July 30, 2020

Highlights of ‘An Act Concerning Police Accountability’

This legislation is designed to provide additional accountability for police departments across the state to improve public interaction and to ensure officers are held responsible if they act in an unacceptable manner. It takes significant steps to overhaul current practices, including the following:

Requires police officers and correctional officers to intervene when a colleague is using excessive illegal force. If the onlooking officer does not intervene, then he or she may be charged for the same acts as the officer breaking the law.

Demilitarizes the police through the following measures:

  • Bans the acquisition of military grade equipment on the Department of Defense federal control list.
  • DESPP is authorized to order police departments dispose of certain pieces of equipment currently in possession.
  • Prohibits any such equipment in possession from being used for crowd control or intimidation tactics.

Entirely overhauls police training in the state by enacting the following:

  • All future training would be conducted by the Police Officers Standards and Training Council (POST), which would be restructured with new members and more oversight. This would be a significant shift from our current system where police training varies from state police to town police, and from town to town.
  • All officers will be mandated to receive implicit bias training.
  • Statewide standard would be developed for crowd control.

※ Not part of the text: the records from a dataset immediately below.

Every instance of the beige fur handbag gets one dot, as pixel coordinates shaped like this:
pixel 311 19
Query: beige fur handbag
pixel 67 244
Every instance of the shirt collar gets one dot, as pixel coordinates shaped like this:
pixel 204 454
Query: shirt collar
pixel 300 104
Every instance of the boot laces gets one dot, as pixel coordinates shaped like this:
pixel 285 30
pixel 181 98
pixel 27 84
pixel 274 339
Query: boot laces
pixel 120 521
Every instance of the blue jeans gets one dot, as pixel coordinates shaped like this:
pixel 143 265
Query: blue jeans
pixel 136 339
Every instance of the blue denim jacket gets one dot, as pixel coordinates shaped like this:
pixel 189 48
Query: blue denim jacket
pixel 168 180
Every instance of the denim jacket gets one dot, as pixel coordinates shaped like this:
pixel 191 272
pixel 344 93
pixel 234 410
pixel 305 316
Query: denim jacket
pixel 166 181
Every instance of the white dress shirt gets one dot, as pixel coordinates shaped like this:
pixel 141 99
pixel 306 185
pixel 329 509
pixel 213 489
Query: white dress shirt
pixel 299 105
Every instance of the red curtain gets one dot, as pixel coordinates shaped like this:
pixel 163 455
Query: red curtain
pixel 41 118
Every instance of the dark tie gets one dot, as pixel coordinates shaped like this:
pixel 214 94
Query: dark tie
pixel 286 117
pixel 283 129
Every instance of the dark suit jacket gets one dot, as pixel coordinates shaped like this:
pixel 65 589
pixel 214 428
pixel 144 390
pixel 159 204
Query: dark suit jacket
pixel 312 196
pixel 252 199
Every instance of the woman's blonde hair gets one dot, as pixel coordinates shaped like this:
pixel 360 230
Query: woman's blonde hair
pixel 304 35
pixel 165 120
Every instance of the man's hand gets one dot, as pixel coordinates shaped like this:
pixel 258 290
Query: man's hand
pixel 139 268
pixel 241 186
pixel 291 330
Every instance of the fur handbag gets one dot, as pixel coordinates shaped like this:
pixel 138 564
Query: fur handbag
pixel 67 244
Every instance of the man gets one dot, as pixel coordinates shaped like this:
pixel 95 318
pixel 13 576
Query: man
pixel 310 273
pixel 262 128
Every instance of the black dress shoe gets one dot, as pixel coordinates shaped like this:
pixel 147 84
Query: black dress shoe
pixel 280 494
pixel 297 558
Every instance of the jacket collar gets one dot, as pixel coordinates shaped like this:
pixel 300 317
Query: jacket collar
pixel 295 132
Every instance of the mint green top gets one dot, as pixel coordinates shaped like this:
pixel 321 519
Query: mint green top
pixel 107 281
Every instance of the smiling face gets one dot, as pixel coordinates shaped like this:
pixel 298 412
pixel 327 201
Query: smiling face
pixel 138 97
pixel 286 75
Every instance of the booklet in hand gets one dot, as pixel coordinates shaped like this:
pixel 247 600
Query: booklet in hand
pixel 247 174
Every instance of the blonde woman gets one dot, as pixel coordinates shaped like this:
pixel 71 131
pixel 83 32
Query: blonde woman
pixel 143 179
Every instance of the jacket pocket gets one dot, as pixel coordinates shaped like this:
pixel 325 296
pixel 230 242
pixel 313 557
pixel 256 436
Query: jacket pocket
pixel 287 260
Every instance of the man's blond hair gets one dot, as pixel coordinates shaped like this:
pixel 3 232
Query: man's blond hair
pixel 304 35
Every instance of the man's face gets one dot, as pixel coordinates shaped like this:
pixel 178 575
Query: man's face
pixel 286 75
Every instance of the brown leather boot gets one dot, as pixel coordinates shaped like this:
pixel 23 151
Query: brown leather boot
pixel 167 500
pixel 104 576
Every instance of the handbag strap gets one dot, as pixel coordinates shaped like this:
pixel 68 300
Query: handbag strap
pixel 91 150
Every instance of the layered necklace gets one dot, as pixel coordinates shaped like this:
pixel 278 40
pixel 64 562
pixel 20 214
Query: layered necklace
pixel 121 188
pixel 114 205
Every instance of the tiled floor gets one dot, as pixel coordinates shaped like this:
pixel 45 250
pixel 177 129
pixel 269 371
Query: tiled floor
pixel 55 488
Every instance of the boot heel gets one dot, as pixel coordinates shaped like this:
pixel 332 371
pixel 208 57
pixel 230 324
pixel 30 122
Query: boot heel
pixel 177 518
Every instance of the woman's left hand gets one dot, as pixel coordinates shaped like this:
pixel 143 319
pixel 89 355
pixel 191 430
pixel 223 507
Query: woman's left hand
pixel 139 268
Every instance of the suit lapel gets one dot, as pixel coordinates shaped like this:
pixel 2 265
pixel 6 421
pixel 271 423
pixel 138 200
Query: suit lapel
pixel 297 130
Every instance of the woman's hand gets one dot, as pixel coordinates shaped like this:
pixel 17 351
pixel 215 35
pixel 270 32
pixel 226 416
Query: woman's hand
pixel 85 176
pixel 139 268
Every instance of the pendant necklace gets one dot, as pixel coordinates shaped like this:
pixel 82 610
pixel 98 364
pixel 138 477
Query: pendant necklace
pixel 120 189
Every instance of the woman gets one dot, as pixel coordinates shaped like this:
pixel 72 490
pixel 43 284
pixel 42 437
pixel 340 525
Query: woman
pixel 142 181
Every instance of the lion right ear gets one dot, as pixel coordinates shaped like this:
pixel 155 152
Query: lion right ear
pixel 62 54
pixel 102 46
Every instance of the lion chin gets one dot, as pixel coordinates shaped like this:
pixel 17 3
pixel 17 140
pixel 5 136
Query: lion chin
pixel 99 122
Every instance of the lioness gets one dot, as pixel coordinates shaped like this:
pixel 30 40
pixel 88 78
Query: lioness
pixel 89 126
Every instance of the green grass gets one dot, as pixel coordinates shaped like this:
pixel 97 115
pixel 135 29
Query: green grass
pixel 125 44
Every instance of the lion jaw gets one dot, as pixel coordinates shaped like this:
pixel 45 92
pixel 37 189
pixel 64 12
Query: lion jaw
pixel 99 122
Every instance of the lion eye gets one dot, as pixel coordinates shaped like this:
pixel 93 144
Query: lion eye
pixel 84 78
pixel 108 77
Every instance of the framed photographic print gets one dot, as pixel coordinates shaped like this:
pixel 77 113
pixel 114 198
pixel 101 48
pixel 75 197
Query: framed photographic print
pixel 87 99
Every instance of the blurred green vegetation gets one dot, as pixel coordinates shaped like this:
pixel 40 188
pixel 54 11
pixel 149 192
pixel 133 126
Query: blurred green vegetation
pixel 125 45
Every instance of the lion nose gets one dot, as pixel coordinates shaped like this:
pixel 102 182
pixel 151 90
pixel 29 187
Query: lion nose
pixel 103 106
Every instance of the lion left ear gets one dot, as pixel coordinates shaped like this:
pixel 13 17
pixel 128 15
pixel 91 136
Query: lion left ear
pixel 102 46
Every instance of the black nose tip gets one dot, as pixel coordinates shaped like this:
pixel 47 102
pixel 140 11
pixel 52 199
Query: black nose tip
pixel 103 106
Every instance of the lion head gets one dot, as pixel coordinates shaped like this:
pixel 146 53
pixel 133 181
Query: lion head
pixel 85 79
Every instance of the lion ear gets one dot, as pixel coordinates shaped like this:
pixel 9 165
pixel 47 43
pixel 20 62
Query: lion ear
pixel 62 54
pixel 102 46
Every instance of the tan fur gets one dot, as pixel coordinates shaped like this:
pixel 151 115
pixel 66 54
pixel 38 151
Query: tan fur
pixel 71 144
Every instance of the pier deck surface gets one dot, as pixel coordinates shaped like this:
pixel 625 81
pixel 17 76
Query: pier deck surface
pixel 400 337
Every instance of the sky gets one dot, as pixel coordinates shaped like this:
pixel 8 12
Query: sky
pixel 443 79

Sets standards for applicable for police departments across the state. Starting in 2025, and going forward, each police department must obtain and maintain accreditation from the Commission on Accreditation for Law Enforcement Agencies, Inc.

  • POST will use its resources to assist departments to achieve accreditation if it is not obtained or lost in future years.
  • The benefit of accreditation goes beyond building community trust, it also promotes accountability within the department and lowers risk of liability.

Authorizes an independent statewide council to revoke the certification of any police officer. Allowing POST to suspend or revoke an officer’s certification will ensure independent review is conducted of police misconduct.

  • Disciplinary records would be made available to the public through FOIA
  • If an officer’s certification is revoked, he or she would be barred from working for another department or as a private security officer

Eliminates qualified immunity for claims against police officers who in bad faith violate a person’s equal protection rights. This immunity prevents legal claims against officers for discretionary acts that are not willful or reckless.

  • This change will make the state, towns, and officers more accountable for their actions, and make law enforcement adjust the way they have operated.

Establishes a new independent Office of the Inspector General to investigate deaths caused by police. Since 2001, 76 people have died in our state when an officer used a gun or other deadly force. After investigations by the State’s Attorney Office, only one officer was charged with a crime, and there was no conviction. The State’s Attorneys develop close relationships with police to ensure our laws are enforced, but those relations can also create conflicts of interest, which we can eliminate with a new independent Inspector General’s office.

Prohibits officers from searching you or your car simply by asking for your consent.If an officer asks to conduct a search, people often feel obligated to give consent despite their right to say no because they are afraid of escalating a situation with law enforcement or being charged for disobeying an officer.

  • An officer cannot search a person without probable cause, and cannot search a car without probable cause or the driver’s unsolicited consent.